It was Thanksgiving Day. My daughter wanted apple pie and asked her mother to get it for her. My brother-in-law noted that he had read some parenting advice from Esther Wojcicki that suggested children should be encouraged to do whatever they can for themselves.
As Wojcicki had raised two CEOs and a doctor, the joke became – future CEOs get their own pie.
For the next three hours, no one budged. My daughter was threatening to not go to bed until she got her pie. My wife refused to give in.
There were attempts to negotiate. Other people offered to get the pie. But the offers were refused. A threat to get the pie but have it be just the tiniest of slivers were rebuffed.
Eventually, after most people had gone home, my wife made her move. She cut the pie but did not bring it to her, instead leaving it on the kitchen table. So technically she did not bring her the pie.
My immediate response was frustration. What started off as something silly had turned into what I perceived as my daughter’s stubbornness winning – reinforcing a behavior we’d like to see less of.
I read the situation as a failed negotiation which my wife had lost.
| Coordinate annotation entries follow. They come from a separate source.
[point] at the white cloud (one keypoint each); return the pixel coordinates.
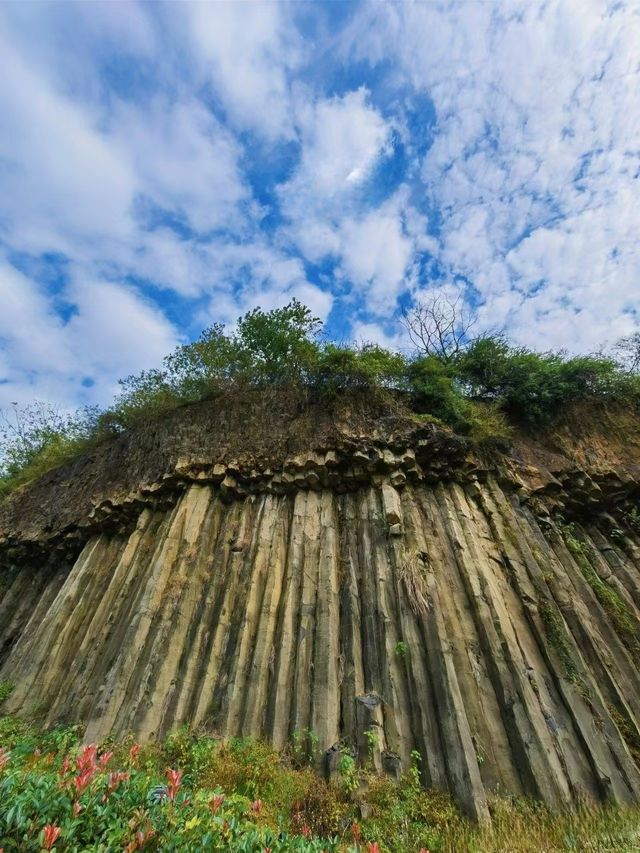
(247, 52)
(112, 330)
(535, 161)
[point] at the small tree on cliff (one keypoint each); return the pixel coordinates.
(439, 326)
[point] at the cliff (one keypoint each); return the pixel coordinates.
(257, 567)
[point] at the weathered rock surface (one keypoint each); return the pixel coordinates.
(382, 590)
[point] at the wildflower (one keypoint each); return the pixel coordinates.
(216, 801)
(87, 759)
(104, 759)
(115, 778)
(175, 783)
(82, 780)
(4, 757)
(50, 835)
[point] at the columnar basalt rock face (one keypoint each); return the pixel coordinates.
(459, 615)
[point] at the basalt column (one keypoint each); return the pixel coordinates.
(447, 618)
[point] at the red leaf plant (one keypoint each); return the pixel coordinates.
(175, 783)
(50, 835)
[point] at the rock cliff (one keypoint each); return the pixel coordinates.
(261, 569)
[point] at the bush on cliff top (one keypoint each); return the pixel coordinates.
(477, 386)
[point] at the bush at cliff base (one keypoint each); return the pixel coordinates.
(197, 793)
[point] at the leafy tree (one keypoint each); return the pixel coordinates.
(627, 351)
(278, 345)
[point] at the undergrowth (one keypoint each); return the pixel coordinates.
(197, 793)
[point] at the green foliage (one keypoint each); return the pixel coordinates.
(480, 388)
(39, 437)
(195, 793)
(533, 387)
(6, 688)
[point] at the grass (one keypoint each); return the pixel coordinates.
(197, 793)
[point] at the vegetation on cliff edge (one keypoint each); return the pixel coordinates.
(480, 386)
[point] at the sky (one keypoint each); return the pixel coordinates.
(164, 166)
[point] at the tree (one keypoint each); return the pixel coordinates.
(439, 326)
(627, 351)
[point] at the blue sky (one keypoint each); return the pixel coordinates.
(167, 165)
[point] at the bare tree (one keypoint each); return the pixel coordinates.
(627, 350)
(439, 326)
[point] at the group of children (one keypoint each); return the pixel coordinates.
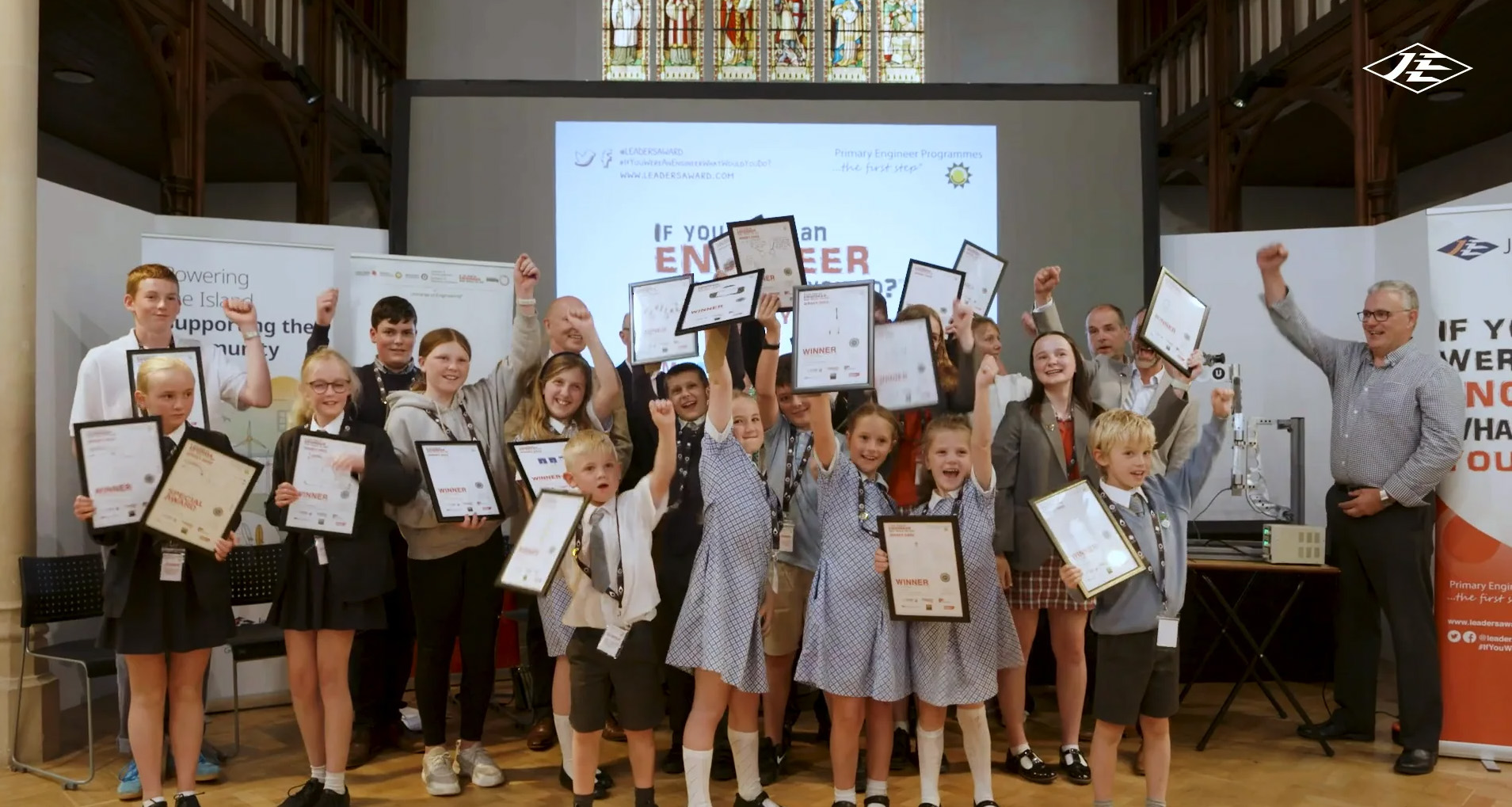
(778, 485)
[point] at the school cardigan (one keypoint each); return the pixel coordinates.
(360, 565)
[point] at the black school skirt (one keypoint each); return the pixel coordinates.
(309, 600)
(161, 615)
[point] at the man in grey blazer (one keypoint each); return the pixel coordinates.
(1146, 384)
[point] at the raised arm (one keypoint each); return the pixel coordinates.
(715, 342)
(767, 364)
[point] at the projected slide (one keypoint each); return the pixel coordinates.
(642, 200)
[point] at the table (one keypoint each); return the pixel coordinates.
(1252, 652)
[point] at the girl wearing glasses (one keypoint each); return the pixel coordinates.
(332, 585)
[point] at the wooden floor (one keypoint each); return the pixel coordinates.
(1255, 759)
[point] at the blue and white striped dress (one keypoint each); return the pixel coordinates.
(718, 627)
(958, 662)
(850, 644)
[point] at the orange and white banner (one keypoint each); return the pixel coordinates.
(1470, 269)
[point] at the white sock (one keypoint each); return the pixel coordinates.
(565, 740)
(931, 748)
(746, 745)
(696, 771)
(977, 740)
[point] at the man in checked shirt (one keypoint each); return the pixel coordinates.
(1397, 417)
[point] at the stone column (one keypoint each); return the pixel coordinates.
(18, 36)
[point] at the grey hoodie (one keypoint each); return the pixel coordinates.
(489, 401)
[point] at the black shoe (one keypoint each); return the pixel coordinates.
(1334, 729)
(306, 797)
(1415, 762)
(600, 786)
(1030, 767)
(1076, 767)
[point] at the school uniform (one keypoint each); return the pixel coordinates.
(337, 582)
(850, 644)
(718, 627)
(1136, 675)
(613, 584)
(958, 662)
(149, 615)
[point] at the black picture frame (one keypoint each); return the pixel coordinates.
(883, 522)
(743, 316)
(430, 485)
(229, 512)
(83, 469)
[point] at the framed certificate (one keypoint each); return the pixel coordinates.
(933, 286)
(832, 331)
(459, 479)
(540, 464)
(1175, 321)
(201, 493)
(327, 504)
(1087, 537)
(771, 248)
(188, 356)
(926, 570)
(542, 544)
(655, 309)
(720, 301)
(906, 379)
(983, 272)
(120, 464)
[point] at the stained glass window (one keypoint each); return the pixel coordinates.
(627, 40)
(790, 56)
(848, 41)
(737, 41)
(680, 41)
(901, 41)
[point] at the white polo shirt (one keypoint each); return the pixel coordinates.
(105, 384)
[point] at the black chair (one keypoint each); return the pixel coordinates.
(59, 590)
(254, 570)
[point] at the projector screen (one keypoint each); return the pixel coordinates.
(604, 192)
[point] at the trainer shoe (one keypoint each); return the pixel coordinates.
(437, 773)
(478, 767)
But upon further reflection and a little bit of research, I realized that I had completely misread the situation.
I looked up the definition of “negotiate.” It means simply to “find a way over or through (an obstacle or difficult path).” or “try to reach an agreement or compromise by discussion with others.”
Nowhere in the definition does it imply that negotiating is about “winning or losing.” Yet for many that has become the ultimate goal of any negotiation.
To ask who won or lost is shortsighted. If the goal is “to find a way” or “to reach an agreement” then why would we want any negotiation to end with one side holding ill will?
In labor disputes, like the one I’m currently involved in, I hear language that talks about keeping up the fight, or “we have to win this,” sides cast aspersions saying the other side is evil or assuming the worst intentions of every move.
What gets lost in this vitriol is the purpose. To come to an agreement that all parties can feel good about.
Both my wife and daughter wanted to be happy. No one wanted to end Thanksgiving with a fight.
So my daughter got her pie, but still had to get up to go get it. Everyone got a little of what they wanted.
Sometimes in a negotiation, we simply need to take a step back and ask ourselves, “what would make both sides happy?” Instead of “how can I win this negotiation” wonder “how do we find a way through this that both sides can feel good about?”